Abstract:Humans develop an understanding of intuitive physics through active interaction with the world. This approach is in stark contrast to current video models, such as Sora, which rely on passive observation and therefore struggle with grasping physical causality. This observation leads to our central hypothesis: authentic physical intuition of the world model must be grounded in extensive, causally rich interactions with the real world. To test this hypothesis, we present WoW, a 14-billion-parameter generative world model trained on 2 million robot interaction trajectories. Our findings reveal that the model's understanding of physics is a probabilistic distribution of plausible outcomes, leading to stochastic instabilities and physical hallucinations. Furthermore, we demonstrate that this emergent capability can be actively constrained toward physical realism by SOPHIA, where vision-language model agents evaluate the DiT-generated output and guide its refinement by iteratively evolving the language instructions.
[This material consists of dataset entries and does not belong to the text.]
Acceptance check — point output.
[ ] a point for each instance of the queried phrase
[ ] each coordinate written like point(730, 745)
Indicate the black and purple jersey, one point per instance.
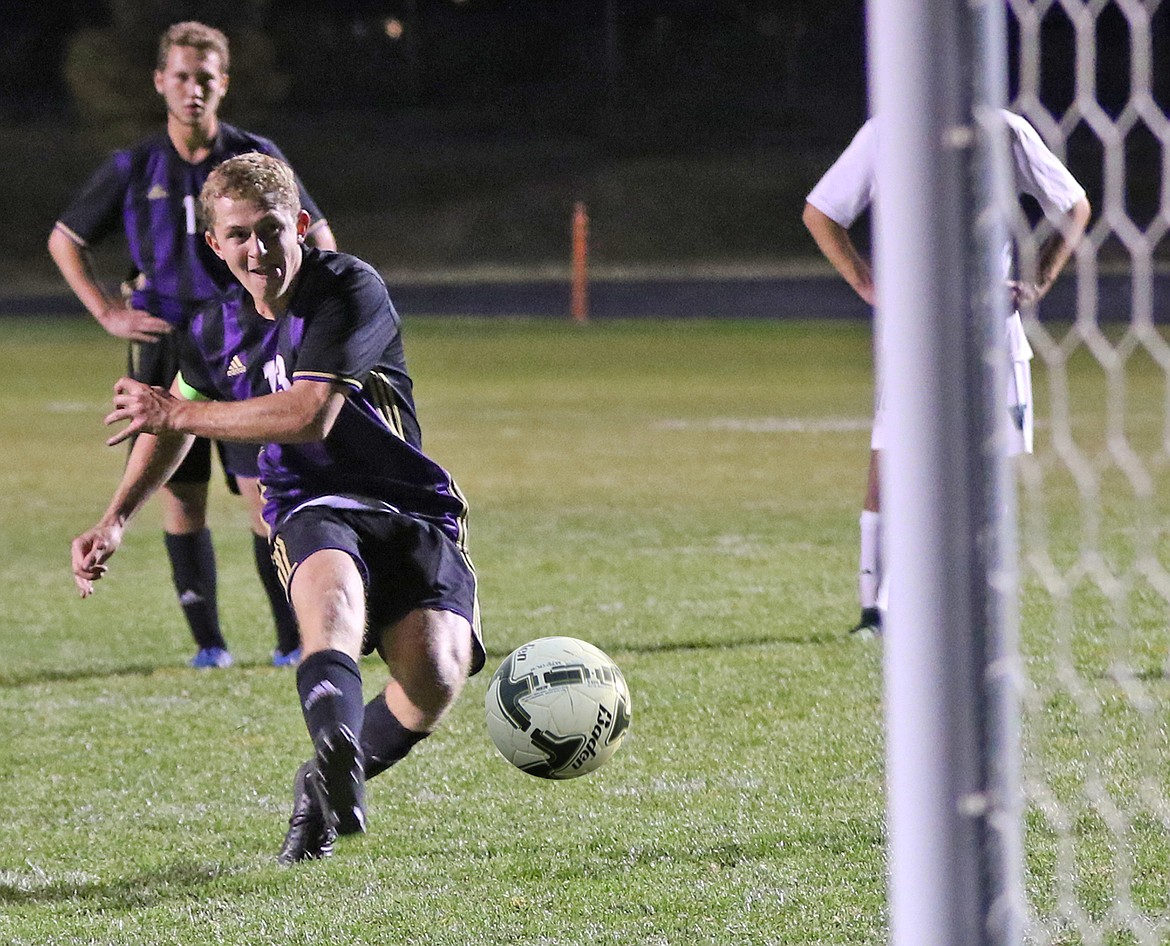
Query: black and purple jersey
point(152, 194)
point(339, 328)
In addition, a co-trained Inverse Dynamics Model translates these refined plans into executable robotic actions, thus closing the imagination-to-action loop. We establish WoWBench, a new benchmark focused on physical consistency and causal reasoning in video, where WoW achieves state-of-the-art performance in both human and autonomous evaluation, demonstrating strong ability in physical causality, collision dynamics, and object permanence. Our work provides systematic evidence that large-scale, real-world interaction is a cornerstone for developing physical intuition in AI. Models, data, and benchmarks will be open-sourced.